Members of the Self-Protection Police shout slogans as they march to celebrate the first anniversary of the groups of civilians who took arms to fight the drug cartels in Tepalcatepec community, Michoacan state, Mexico, on February 24, 2014.

LA RUANA, Mexico - Hundreds of vigilantes marched in western Mexico on Monday with rifles slung over their shoulders to commemorate the first anniversary of their uprising against a cult-like drug cartel.

Around 800 people attended a mass held on a former altar that had been built by the pseudo-religious Knights Templar gang in La Ruana, one of the first towns to take up arms in the state of Michoacan on February 24, 2013.

The self-defence militia destroyed the altar and its crusader red cross after chasing away gang members last year. Residents replaced it with an image of the Virgin of Guadalupe.

Women in traditional Michoacan dresses and children, who were given the school day off, participated in the march alongside men carrying shotguns and assault rifles.

"Today marks one year since the struggle to end the oppression that the residents of this place endured, as well as the humiliation, disappearances, extortion, kidnappings," Catholic Priest Jose Luis Segura told the assembly.

"It is also time to remember our friends who fell in the struggle," Segura said, adding that 16 members of the self-defence militia who have been killed and 40 others who were arrested by the authorities.

The movement was founded in La Ruana a year ago by lime grower Hipolito ora, almost at the same time as another militia was formed in the nearby town f Tepalcatepec by physician Jose Manuel Mireles.
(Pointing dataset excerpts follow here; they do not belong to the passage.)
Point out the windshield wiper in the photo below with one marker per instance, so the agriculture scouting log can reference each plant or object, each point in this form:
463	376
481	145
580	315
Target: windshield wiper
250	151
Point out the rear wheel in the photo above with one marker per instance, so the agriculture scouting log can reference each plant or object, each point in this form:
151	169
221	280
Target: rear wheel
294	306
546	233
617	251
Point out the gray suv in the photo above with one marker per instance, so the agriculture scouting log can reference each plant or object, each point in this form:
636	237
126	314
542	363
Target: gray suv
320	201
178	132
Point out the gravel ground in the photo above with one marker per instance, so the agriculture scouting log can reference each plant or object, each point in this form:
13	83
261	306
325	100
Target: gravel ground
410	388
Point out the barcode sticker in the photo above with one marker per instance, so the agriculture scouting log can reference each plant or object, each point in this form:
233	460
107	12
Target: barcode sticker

Since then, the movement has spread to around 20 towns in the Michoacan region known as Tierra Caliente region. The vigilantes say they have 20,000 people in their ranks.
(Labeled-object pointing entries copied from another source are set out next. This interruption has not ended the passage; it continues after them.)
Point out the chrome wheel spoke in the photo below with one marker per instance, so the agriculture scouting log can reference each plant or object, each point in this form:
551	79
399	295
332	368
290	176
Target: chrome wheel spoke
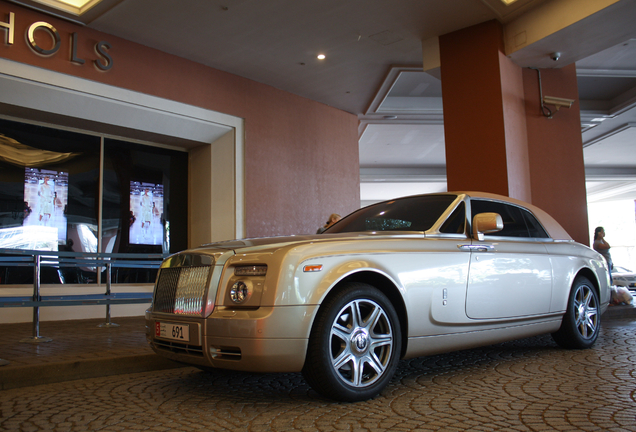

The government of President Enrique Pena Nieto reacted by deploying almost 10,000 federal police and military troops who took control of security in the region last month.

In January, the federal authorities also decided to legalize the vigilante ovement.

"If we see that this new strategy is good for the movement, it will go on. If not, we will have to find alternatives," militia spokesman Estanislao Beltran told AFP.

The Knights Templar say the vigilantes are a proxy militia for the rival Jalisco New Generation cartel, a charge the movement denies.